C’è un limite a tutto, anche al fatto che con le piccole soffriamo sempre. I quattro cambi di Conte – su tutti, Verratti al posto di Pirlo – hanno certificato una progressiva involuzione. Mai un lampo, mai un tuono: se non su calcio d’angolo. Dicono che gli allenamenti di Conte siano troppi e siano «troppo». Mah. Un’Italia inguardabile, «agghiacciante».

E adesso si torna dentro. Il bordello riapre sabato. Mi raccomando: non scambiatevi i complotti, a ognuno il suo. Resistere, resistere, resistere.

Un po’ d’aria

Roberto Beccantini10 October 2014

Un po’ di calcio, finalmente. Briciole, monetine: poca roba, lo so. Ma calcio, perbacco, calcio normale, con le sue trame sghembe (che sofferenza, con l’Azerbaigian), i suoi tabellini buffi (testa di Chiellini, autogol della coppia Buffon-Chiellini, testa di Chiellini), i suoi improbabili nani della provvidenza (Giovinco, il mio cocco: un assist e una traversa).

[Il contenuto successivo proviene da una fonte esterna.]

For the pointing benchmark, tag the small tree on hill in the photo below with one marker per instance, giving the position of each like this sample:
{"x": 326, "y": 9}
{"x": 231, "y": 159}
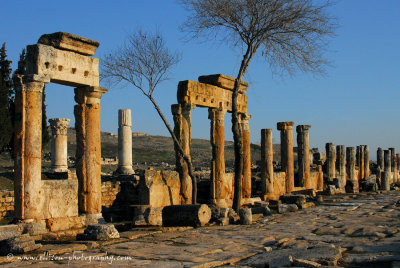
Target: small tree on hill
{"x": 289, "y": 34}
{"x": 145, "y": 62}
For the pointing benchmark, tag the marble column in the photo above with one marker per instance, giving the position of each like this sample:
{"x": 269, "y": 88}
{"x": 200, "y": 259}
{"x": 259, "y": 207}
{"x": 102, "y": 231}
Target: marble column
{"x": 352, "y": 180}
{"x": 125, "y": 142}
{"x": 28, "y": 193}
{"x": 217, "y": 131}
{"x": 59, "y": 144}
{"x": 330, "y": 161}
{"x": 267, "y": 167}
{"x": 393, "y": 163}
{"x": 360, "y": 161}
{"x": 182, "y": 114}
{"x": 303, "y": 152}
{"x": 246, "y": 175}
{"x": 380, "y": 158}
{"x": 286, "y": 129}
{"x": 366, "y": 161}
{"x": 386, "y": 177}
{"x": 88, "y": 150}
{"x": 341, "y": 165}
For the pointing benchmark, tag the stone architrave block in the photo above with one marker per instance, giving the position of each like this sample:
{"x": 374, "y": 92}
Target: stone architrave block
{"x": 63, "y": 67}
{"x": 205, "y": 95}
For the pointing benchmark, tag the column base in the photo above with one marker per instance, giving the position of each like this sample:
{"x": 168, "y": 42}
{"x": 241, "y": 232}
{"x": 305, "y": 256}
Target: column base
{"x": 125, "y": 170}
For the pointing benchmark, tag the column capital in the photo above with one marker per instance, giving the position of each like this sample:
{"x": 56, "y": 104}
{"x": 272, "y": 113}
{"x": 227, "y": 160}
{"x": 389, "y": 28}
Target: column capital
{"x": 302, "y": 128}
{"x": 178, "y": 109}
{"x": 285, "y": 125}
{"x": 59, "y": 126}
{"x": 89, "y": 94}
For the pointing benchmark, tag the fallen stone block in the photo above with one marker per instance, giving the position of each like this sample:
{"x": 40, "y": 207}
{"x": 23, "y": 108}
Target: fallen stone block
{"x": 186, "y": 215}
{"x": 246, "y": 216}
{"x": 98, "y": 232}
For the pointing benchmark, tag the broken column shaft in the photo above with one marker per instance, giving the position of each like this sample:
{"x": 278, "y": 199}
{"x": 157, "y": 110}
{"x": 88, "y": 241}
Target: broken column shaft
{"x": 267, "y": 167}
{"x": 330, "y": 161}
{"x": 124, "y": 142}
{"x": 182, "y": 129}
{"x": 218, "y": 191}
{"x": 246, "y": 178}
{"x": 287, "y": 163}
{"x": 59, "y": 141}
{"x": 303, "y": 151}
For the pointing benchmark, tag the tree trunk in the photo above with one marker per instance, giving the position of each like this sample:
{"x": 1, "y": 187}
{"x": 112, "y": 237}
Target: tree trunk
{"x": 179, "y": 147}
{"x": 186, "y": 215}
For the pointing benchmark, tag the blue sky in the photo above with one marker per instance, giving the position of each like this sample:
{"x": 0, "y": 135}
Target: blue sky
{"x": 357, "y": 102}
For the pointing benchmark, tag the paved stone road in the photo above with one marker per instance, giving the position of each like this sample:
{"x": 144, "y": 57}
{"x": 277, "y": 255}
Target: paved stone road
{"x": 350, "y": 231}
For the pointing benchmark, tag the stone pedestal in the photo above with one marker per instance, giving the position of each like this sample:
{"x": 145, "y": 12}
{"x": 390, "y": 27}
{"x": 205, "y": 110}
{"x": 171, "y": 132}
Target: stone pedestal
{"x": 393, "y": 163}
{"x": 59, "y": 143}
{"x": 182, "y": 130}
{"x": 303, "y": 151}
{"x": 330, "y": 161}
{"x": 217, "y": 131}
{"x": 88, "y": 151}
{"x": 287, "y": 163}
{"x": 380, "y": 158}
{"x": 341, "y": 165}
{"x": 28, "y": 148}
{"x": 124, "y": 142}
{"x": 267, "y": 167}
{"x": 246, "y": 175}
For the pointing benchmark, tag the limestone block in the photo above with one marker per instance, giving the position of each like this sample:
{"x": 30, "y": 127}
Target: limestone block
{"x": 63, "y": 67}
{"x": 159, "y": 188}
{"x": 223, "y": 81}
{"x": 60, "y": 198}
{"x": 70, "y": 42}
{"x": 205, "y": 95}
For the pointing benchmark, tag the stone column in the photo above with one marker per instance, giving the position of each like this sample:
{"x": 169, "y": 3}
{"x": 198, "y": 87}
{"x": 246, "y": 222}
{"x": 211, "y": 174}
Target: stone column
{"x": 267, "y": 167}
{"x": 246, "y": 175}
{"x": 303, "y": 151}
{"x": 341, "y": 165}
{"x": 330, "y": 161}
{"x": 380, "y": 158}
{"x": 366, "y": 161}
{"x": 352, "y": 181}
{"x": 360, "y": 162}
{"x": 182, "y": 129}
{"x": 385, "y": 184}
{"x": 124, "y": 142}
{"x": 88, "y": 150}
{"x": 59, "y": 153}
{"x": 217, "y": 131}
{"x": 28, "y": 148}
{"x": 393, "y": 163}
{"x": 287, "y": 163}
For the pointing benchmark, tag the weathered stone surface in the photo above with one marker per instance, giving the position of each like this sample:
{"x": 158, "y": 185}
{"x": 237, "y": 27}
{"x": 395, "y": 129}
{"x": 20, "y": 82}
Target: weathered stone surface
{"x": 99, "y": 232}
{"x": 71, "y": 42}
{"x": 62, "y": 67}
{"x": 223, "y": 81}
{"x": 287, "y": 163}
{"x": 245, "y": 215}
{"x": 205, "y": 95}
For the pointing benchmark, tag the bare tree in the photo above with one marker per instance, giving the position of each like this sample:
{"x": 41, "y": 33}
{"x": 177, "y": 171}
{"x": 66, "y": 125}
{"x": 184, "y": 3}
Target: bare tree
{"x": 145, "y": 62}
{"x": 289, "y": 34}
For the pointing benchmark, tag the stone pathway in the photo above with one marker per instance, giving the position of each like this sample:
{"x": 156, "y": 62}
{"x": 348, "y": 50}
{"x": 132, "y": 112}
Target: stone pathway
{"x": 350, "y": 231}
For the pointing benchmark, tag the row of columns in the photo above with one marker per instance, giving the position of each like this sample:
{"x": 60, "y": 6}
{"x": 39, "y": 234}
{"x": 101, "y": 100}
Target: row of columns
{"x": 29, "y": 197}
{"x": 287, "y": 161}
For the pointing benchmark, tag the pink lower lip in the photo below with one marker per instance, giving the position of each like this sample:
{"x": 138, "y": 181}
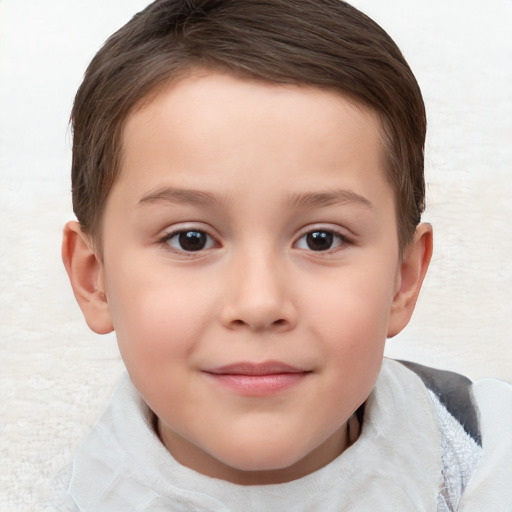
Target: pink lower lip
{"x": 258, "y": 385}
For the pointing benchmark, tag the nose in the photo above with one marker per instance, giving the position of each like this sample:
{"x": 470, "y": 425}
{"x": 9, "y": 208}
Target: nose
{"x": 258, "y": 296}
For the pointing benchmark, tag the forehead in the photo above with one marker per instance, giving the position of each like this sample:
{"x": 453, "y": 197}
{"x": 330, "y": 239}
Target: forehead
{"x": 211, "y": 113}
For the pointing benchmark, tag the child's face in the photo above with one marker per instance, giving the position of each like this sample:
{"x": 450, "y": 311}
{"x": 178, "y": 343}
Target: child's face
{"x": 252, "y": 270}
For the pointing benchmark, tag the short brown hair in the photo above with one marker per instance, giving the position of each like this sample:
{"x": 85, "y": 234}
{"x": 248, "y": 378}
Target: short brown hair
{"x": 322, "y": 43}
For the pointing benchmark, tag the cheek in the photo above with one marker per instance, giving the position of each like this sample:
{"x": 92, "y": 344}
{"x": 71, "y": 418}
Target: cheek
{"x": 157, "y": 320}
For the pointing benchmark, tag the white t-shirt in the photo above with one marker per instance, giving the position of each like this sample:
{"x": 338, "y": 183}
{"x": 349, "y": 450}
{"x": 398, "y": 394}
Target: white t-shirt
{"x": 411, "y": 455}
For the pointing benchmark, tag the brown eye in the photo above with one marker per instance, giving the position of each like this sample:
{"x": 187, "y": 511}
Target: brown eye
{"x": 320, "y": 240}
{"x": 190, "y": 241}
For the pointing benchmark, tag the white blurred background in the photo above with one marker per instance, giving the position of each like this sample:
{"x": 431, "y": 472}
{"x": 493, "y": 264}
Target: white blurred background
{"x": 55, "y": 375}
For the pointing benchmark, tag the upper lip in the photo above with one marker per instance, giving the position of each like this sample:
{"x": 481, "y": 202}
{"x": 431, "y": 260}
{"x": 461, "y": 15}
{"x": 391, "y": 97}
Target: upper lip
{"x": 248, "y": 368}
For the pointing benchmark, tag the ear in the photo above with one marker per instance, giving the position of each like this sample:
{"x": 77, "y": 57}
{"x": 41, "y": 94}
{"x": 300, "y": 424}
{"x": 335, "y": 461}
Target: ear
{"x": 85, "y": 271}
{"x": 413, "y": 268}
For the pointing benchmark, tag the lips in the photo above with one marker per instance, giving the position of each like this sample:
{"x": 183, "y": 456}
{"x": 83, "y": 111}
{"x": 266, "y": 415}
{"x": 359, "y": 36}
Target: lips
{"x": 257, "y": 379}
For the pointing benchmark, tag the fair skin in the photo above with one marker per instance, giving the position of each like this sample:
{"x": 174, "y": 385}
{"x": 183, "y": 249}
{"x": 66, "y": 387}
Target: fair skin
{"x": 250, "y": 267}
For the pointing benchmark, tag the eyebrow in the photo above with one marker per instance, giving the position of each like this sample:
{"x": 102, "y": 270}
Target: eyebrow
{"x": 319, "y": 199}
{"x": 181, "y": 196}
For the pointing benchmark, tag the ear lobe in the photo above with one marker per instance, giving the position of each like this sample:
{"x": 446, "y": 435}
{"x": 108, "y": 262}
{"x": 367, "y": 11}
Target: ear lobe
{"x": 413, "y": 268}
{"x": 85, "y": 271}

Calcio. Lo scrivo con la stesso stupore con cui, immagino, le vedette di Cristoforo Colombo gridarono «terra». Un romanista, Florenzi, abbraccia uno juventino, Chiellini; uno juventino, Bonucci, dà il cinque a un interista, Ranocchia. E poi, Palermo. Un tifo caldo, generoso. Penso a Little Lions, Teodolinda, Salvadore: fieri della loro città e io fiero con loro.

L’ordalia viene dopo, confesso che non la facevo facile ma neppure così complicata. Si sapeva che Vogts-populi-vogts-dei avrebbe armato un catenaccio d’altri tempi, con un azero fisso su Pirlo. Il calcio esula da ogni convenzione e, spesso, da molte convinzioni. Puoi pareggiare anche senza tirare, basta uno sbuffo di vento, una «copula» tra stinchi, una parabola imbizzarrita.

Mai stati una gioiosa macchina da gol, gli italiani. Non che i soldatini di Conte abbiano preso sotto gamba gli avversari, tutt’altro, ma è proprio questo dettaglio – non averli sottovalutati – a rendere ancora più critica (e criticabile) la prestazione. Immobile e Zaza sono scesi sulla terra, abbiamo tirato poco e male, manca la fantasia che, al massimo, diventa geometria (di Pirlo).

Gli stenti aiutano a crescere. La partita, l’ha spaccata una riserva della Juventus, Giovinco. Ha avvicendato Florenzi, ha tagliato rivali cotti ma duri. L’importante era uscire dal bordello. Il tempo di una sigaretta, di una telefonata a casa. Tranquilli: lunedì c’è Malta e poi si torna dentro, tutti insieme.